Осунувшееся, серое лицо его светилось счастьем. Жадно, полный нежности и благодарности, глядел он через стол на нее. Тень оконной решетки падала на лицо Надин, но сквозь крупную клетку с жалостью, от которой щемило сердце, видел он, как запали у нее глаза, стали еще темней и глубже, как обозначились скулы... Бледные руки лежали на столе, она судорожно перебирала и стискивала тонкие пальцы. Можно было — стоило только протянуть руку — взять их, эти милые, трепетные, трудолюбивые пальчики, пожать хотя бы, но надзиратель у двери не сводил холодно-свирепых, бульдожьих глазок. Хорошо, что хоть неведомо было ему, о чем речь идет.
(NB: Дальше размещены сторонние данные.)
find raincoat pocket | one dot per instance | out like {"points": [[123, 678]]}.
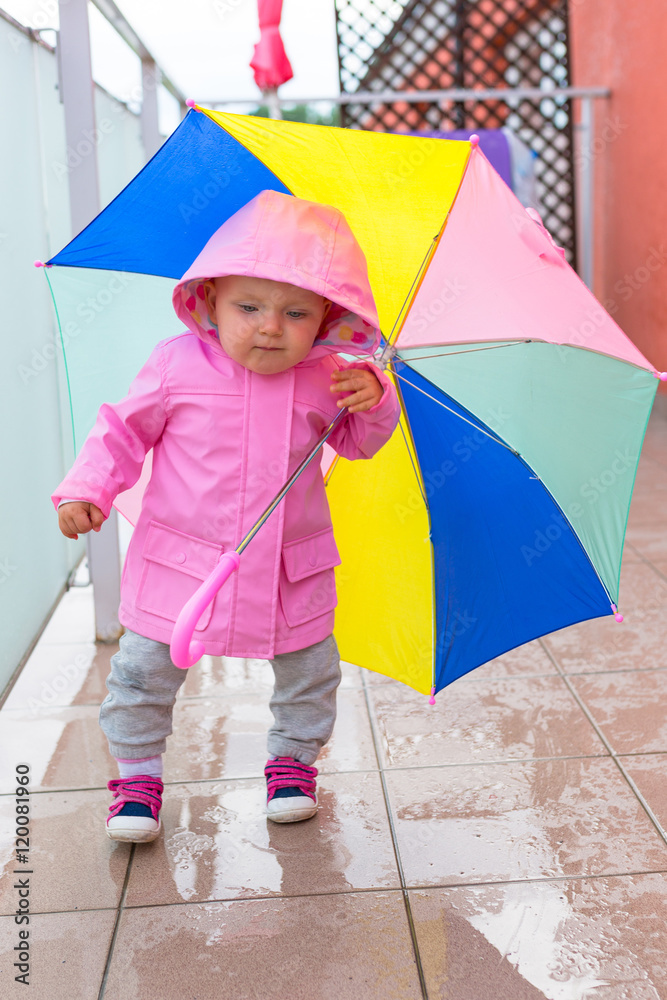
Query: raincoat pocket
{"points": [[175, 565], [308, 586]]}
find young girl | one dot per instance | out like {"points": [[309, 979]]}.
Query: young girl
{"points": [[230, 410]]}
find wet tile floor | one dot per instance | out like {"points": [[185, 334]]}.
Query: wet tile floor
{"points": [[508, 843]]}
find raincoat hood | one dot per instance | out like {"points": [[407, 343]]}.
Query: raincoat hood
{"points": [[303, 243]]}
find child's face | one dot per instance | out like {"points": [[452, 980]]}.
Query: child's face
{"points": [[266, 326]]}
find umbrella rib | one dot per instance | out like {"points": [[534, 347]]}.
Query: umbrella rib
{"points": [[414, 467], [439, 403], [470, 350], [406, 300]]}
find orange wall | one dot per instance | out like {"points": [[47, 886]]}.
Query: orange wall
{"points": [[622, 44]]}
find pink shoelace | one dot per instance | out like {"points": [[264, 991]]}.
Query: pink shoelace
{"points": [[285, 772], [142, 788]]}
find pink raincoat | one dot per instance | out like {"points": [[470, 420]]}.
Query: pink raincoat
{"points": [[225, 439]]}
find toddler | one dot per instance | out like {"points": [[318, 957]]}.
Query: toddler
{"points": [[230, 409]]}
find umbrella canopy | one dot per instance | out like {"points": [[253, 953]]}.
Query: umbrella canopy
{"points": [[497, 511]]}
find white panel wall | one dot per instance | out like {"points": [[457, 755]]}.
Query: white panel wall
{"points": [[35, 437]]}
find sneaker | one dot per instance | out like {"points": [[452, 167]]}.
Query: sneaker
{"points": [[134, 815], [290, 787]]}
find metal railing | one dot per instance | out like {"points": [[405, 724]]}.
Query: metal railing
{"points": [[76, 93], [584, 129]]}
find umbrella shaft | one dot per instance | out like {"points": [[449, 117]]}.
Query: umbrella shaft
{"points": [[290, 482]]}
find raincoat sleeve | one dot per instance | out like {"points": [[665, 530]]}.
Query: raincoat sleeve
{"points": [[113, 454], [363, 434]]}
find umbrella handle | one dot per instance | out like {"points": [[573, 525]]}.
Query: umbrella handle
{"points": [[186, 651]]}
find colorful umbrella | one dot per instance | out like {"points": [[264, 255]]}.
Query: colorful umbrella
{"points": [[497, 511]]}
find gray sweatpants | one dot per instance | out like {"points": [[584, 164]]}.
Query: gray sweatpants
{"points": [[136, 714]]}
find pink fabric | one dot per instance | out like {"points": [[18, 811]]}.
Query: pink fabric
{"points": [[497, 275], [270, 64], [285, 772], [224, 441], [143, 789]]}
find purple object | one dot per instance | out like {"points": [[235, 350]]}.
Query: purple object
{"points": [[492, 142]]}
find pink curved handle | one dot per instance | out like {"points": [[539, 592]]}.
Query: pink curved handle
{"points": [[185, 651]]}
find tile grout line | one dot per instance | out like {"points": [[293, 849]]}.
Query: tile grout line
{"points": [[424, 887], [112, 943], [612, 753], [394, 840]]}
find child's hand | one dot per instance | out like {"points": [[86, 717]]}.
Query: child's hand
{"points": [[362, 384], [79, 516]]}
— Жан, милый, нам дали только десять минут, я буду краткой, слушай меня внимательно, — торопливо заговорила она, понизив голос, хоть изъяснялась по-русски. — Я узнала, приговор будет послан в Вашингтон, его должен еще утвердить сам президент. Так вот, я еду в Вашингтон, сегодня же. К президенту.
— К президенту? — переспросил Турчанинов, ошеломленно моргая.
— Да. Я добьюсь личного свидания. Пусть не думают эти негодяи, что они могут так легко с тобой расправиться, рано им торжествовать... Мы еще, Жан, поборемся, не падай духом. Ведь президент тебя знает.
— Наденька, — растерянно сказал Иван Васильевич, — но кто отпустит тебя в Вашингтон? Ты же на военной службе.
— Я уже не на военной службе. Свободна, как птица. — Она неестественно улыбнулась бледными, сухими губами, облизнула их кончиком языка. — Вчера получила приказ об увольнении из армии. За подписью самого Митчелла... О, какие же это подлые, какие мерзкие люди!
— Наденька, ты чудо! — сказал Турчанинов. — Ужасно хочется тебя поцеловать.
Занятая своими мыслями, она пропустила мимо ушей его слова.
— Так много нужно сказать, как бы не забыть главное... Ты очень хорошо держался на суде, — вдруг вспомнив, поспешила сообщить Ивану Васильевичу. — Так спокойно, смело, с чувством собственного достоинства!.. Я смотрела на тебя и гордилась, что у меня такой муж... А ты знаешь, Жан, все возмущены приговором: Солдаты прямо говорят, что осудили тебя неправильно и несправедливо. Тебя, героя Хантсвилла!.. Я сама слышала, как один капрал сказал: «Если бы генералы воевали с таким же боевым пылом, с каким они судят нашего полковника, давным-давно мы бы расколотили южан!» Бригада тебя любит.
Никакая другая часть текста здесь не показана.